To use a DataModule, the setup() function has to be called. This populates the Dataset splits inside the DataModule. Depending on the stage ('fit', 'test' or None), the setup will prepare only train & validation Dataset, only test Dataset or all three.

dm = BENv1_DataModule.BENv1DataModule(
    data_dirs=my_data_path  # path set by to dataset
)
print("Before:")
print(dm.train_ds)
print(dm.val_ds)
print(dm.test_ds)

print("\n=== SETUP ===")
dm.setup(stage="fit")
print("=== END SETUP ===\n")
print("After:")
print(dm.train_ds)
print(dm.val_ds)
print(dm.test_ds)
[WARNING] Using default train transform.
[WARNING] Using default eval transform.
Before:
None
None
None

=== SETUP ===
[INFO]    Loading BEN data for train...
[INFO]        10 patches indexed
[INFO]        10 pre-filtered patches indexed
[INFO]        10 filtered patches indexed
[INFO]    Loading BEN data for val...
[INFO]        10 patches indexed
[INFO]        10 pre-filtered patches indexed
[INFO]        10 filtered patches indexed
[INFO]      Total training samples:       10  Total validation samples:       10
=== END SETUP ===

After:
<configilm.extra.DataSets.BENv1_DataSet.BENv1DataSet object at 0x75c137134e50>
<configilm.extra.DataSets.BENv1_DataSet.BENv1DataSet object at 0x75c13192d3f0>
None

Afterwards the pytorch DataLoader can be easily accessed. Note, that \(len(DL) = \lceil \frac{len(DS)}{batch\_size} \rceil\), therefore here with the default batch_size of 16: 10/16 -> 1.

train_loader = dm.train_dataloader()
print(len(train_loader))
1

The DataModule has in addition to the DataLoader settings a parameter each for data_dir, image_size and max_img_idx which are passed through to the DataSet.

DataLoader settings#

The DataLoader have three settable parameters: batch_size, num_workers_dataloader and shuffle with 16, os.cpu_count() / 2 and None as their default values. A shuffle of None means, that the train set is shuffled but validation and test are not. Changing this setting will be accompanied by a Message-Hint printed.

Not changeable is the usage of pinned memory, which is set to True if a cuda-enabled device is found and False otherwise.

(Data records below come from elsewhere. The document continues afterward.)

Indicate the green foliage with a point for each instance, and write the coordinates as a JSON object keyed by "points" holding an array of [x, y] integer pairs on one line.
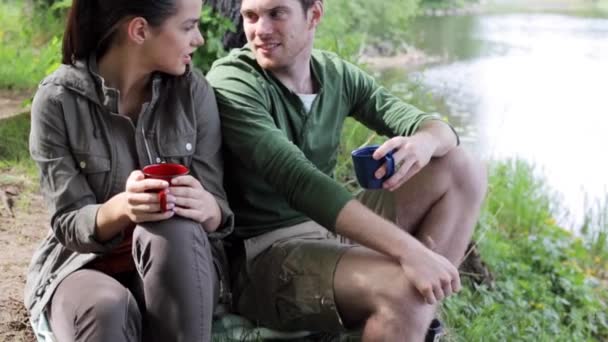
{"points": [[213, 27], [30, 51], [14, 135], [350, 24], [546, 288]]}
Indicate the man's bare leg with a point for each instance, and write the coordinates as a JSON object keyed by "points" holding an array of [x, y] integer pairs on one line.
{"points": [[442, 202], [439, 206], [372, 292]]}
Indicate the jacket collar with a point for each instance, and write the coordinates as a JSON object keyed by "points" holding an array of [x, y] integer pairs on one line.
{"points": [[83, 78]]}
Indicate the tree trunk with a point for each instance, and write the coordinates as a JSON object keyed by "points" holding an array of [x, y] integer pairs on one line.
{"points": [[231, 10]]}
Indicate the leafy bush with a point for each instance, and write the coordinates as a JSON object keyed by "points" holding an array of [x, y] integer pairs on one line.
{"points": [[213, 27], [350, 24], [546, 289]]}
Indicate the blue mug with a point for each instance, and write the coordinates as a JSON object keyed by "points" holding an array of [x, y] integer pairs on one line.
{"points": [[366, 166]]}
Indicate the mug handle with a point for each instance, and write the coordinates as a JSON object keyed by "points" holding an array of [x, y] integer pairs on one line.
{"points": [[390, 166], [162, 198]]}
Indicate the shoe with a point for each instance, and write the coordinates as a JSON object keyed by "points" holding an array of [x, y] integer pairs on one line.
{"points": [[435, 331]]}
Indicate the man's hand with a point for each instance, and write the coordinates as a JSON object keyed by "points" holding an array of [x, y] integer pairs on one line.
{"points": [[410, 153], [194, 202], [433, 275], [142, 198]]}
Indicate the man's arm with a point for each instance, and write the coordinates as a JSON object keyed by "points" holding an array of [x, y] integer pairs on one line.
{"points": [[416, 136]]}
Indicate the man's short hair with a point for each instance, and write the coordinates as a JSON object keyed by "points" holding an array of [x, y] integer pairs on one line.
{"points": [[306, 4]]}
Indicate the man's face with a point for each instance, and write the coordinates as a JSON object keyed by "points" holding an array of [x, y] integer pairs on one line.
{"points": [[278, 31]]}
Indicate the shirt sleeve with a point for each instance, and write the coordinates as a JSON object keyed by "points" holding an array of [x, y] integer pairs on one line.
{"points": [[375, 107], [70, 199], [251, 135], [207, 163]]}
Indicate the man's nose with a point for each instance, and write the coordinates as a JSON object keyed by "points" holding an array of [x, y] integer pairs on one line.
{"points": [[264, 26], [199, 40]]}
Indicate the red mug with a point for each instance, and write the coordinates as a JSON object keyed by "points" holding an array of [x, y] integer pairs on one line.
{"points": [[165, 172]]}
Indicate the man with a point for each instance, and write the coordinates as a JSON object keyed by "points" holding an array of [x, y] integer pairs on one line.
{"points": [[282, 107]]}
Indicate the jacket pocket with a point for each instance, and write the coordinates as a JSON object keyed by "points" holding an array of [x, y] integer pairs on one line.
{"points": [[96, 169], [178, 149]]}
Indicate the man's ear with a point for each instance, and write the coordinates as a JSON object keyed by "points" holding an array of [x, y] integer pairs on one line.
{"points": [[315, 13], [138, 30]]}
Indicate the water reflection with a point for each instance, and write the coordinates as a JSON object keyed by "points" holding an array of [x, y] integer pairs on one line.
{"points": [[531, 86]]}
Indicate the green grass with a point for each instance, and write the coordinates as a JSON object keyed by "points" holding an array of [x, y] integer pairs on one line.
{"points": [[30, 44], [548, 282]]}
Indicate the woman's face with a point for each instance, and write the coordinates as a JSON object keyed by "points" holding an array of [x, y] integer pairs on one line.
{"points": [[171, 45]]}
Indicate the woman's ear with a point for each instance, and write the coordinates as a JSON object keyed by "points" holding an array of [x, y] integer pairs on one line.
{"points": [[138, 30]]}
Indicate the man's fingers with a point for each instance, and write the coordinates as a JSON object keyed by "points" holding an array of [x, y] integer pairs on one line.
{"points": [[151, 217], [399, 177], [388, 146], [456, 285]]}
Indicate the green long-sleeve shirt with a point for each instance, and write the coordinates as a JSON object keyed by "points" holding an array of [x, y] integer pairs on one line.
{"points": [[280, 158]]}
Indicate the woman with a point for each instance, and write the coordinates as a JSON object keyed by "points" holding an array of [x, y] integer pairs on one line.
{"points": [[113, 267]]}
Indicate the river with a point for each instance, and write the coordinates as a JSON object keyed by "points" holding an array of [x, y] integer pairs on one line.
{"points": [[529, 86]]}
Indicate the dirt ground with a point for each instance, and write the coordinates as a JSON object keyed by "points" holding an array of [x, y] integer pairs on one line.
{"points": [[23, 224]]}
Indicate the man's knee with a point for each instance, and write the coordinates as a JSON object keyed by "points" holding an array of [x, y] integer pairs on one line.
{"points": [[398, 304], [467, 173]]}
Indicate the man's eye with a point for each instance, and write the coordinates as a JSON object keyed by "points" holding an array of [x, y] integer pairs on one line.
{"points": [[276, 14]]}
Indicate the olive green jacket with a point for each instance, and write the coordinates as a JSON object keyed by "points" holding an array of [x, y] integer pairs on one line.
{"points": [[85, 151]]}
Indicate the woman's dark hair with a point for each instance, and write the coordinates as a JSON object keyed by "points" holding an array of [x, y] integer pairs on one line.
{"points": [[92, 24]]}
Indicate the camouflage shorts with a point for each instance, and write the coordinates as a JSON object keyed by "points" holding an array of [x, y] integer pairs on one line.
{"points": [[289, 286]]}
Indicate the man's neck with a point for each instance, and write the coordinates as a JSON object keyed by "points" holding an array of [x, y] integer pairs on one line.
{"points": [[297, 76]]}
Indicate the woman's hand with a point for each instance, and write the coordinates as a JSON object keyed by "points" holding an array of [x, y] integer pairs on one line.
{"points": [[142, 198], [194, 202]]}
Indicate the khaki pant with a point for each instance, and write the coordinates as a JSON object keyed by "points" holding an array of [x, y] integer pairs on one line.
{"points": [[170, 297]]}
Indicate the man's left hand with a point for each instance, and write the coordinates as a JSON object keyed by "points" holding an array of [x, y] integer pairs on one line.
{"points": [[411, 154]]}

dm = BENv1_DataModule.BENv1DataModule(
    data_dirs=my_data_path,  # path set by to dataset
    batch_size=4
)
print("\n=== SETUP ===")
dm.setup(stage="fit")
print("=== END SETUP ===\n")
print(len(dm.train_dataloader()))
[WARNING] Using default train transform.
[WARNING] Using default eval transform.

=== SETUP ===
[INFO]    Loading BEN data for train...
[INFO]        10 patches indexed
[INFO]        10 pre-filtered patches indexed
[INFO]        10 filtered patches indexed
[INFO]    Loading BEN data for val...
[INFO]        10 patches indexed
[INFO]        10 pre-filtered patches indexed
[INFO]        10 filtered patches indexed
[INFO]      Total training samples:       10  Total validation samples:       10
=== END SETUP ===

3
_ = BENv1_DataModule.BENv1DataModule(
    data_dirs=my_data_path,  # path set by to dataset
    shuffle=False
)
[WARNING] Shuffle was set to False. This is not recommended for most configuration. Use shuffle=None (default) for recommended configuration.
[WARNING] Using default train transform.
[WARNING] Using default eval transform.
_ = BENv1_DataModule.BENv1DataModule(
    data_dirs=my_data_path,  # path set by to dataset
    num_workers_dataloader=2
)
[WARNING] Using default train transform.
[WARNING] Using default eval transform.